Most current EVs have a 400-volt architecture
Going from 400-volt to 800-volt allows to almost double the charging speed
Lexus says only its EVs with 100 kWh or bigger batteries will run on 800-volts
Lexus is about to introduce its first electric vehicle in America but it has already confirmed improvements to its future models.
Toyota’s luxury brand is about to introduce the RZ 450e, an electric compact SUV that will be its first fully electric model despite the brand having pioneered hybrid powertrains in the premium segment.
This upcoming model will use a 400-volt architecture like most other electric vehicles on the market but Lexus is not resting on their laurels.

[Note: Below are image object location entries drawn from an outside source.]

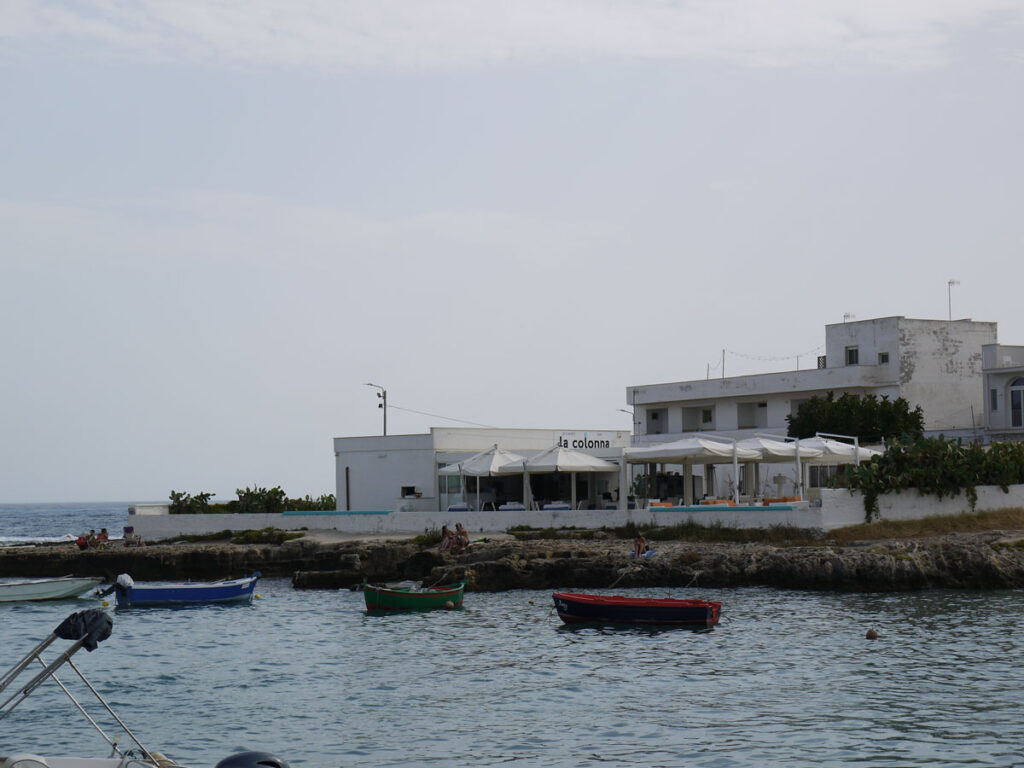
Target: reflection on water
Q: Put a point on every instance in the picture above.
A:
(786, 678)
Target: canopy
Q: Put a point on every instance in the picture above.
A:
(559, 459)
(484, 464)
(836, 452)
(781, 451)
(690, 451)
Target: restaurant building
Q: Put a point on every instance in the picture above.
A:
(402, 472)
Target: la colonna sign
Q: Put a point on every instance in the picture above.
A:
(593, 440)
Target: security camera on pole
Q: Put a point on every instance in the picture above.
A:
(383, 403)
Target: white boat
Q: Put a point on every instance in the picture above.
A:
(46, 589)
(87, 629)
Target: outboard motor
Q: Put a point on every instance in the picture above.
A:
(252, 760)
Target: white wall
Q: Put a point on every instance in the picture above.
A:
(941, 370)
(839, 508)
(379, 467)
(845, 508)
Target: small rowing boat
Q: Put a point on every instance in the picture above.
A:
(577, 608)
(87, 630)
(46, 589)
(404, 598)
(131, 595)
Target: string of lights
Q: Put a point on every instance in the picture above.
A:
(775, 358)
(438, 416)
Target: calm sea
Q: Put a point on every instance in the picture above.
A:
(787, 679)
(26, 523)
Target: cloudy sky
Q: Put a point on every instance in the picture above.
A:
(219, 220)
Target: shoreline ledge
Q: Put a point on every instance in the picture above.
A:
(986, 560)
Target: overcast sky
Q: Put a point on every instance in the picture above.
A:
(220, 219)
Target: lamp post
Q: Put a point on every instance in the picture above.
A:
(383, 403)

Indeed, some automakers have already adopted an 800-volt architecture and it seems this is where the industry is headed. In order to be ahead of the curve, Lexus said it has already finalised the engineering of an 800-volt architecture for use in some of its future EVs.
Currently, only the Porsche Taycan, the Audi e-Tron GT, the Hyundai Ioniq 5 and the Kia EV6 are running 800-volt systems.
The advantage of using a higher voltage is the capability to charge the battery at a much faster rate. This is why the previously named models are capable of charging almost twice as fast as their competition when using a fast-charging station.
Lexus does not intend to have all of its EVs using an 800-volt system however, since it said the increased charging speed would not be sufficient to justify the higher cost it would incur in vehicles equipped with smaller batteries.
The changeover point in terms of battery size will be around 100 kWh according to the automaker, which means that compact cars with batteries in the 80 kWh range will remain at 400-volts while larger vehicles using batteries larger than 100 kWh will benefit from the 800-volt architecture.
To base its calculations, Lexus is using a 150-kW charging speed, which is the maximum that can be achieved with most fast chargers in North America.
Lexus is not the only automaker to believe smaller vehicles don’t need the faster charging, since Tesla has already expressed that its Model 3 and Model Y will remain at 400-volts even if the company develops an 800-volt architecture to use in other models, such as the Cybertruck and the Semi.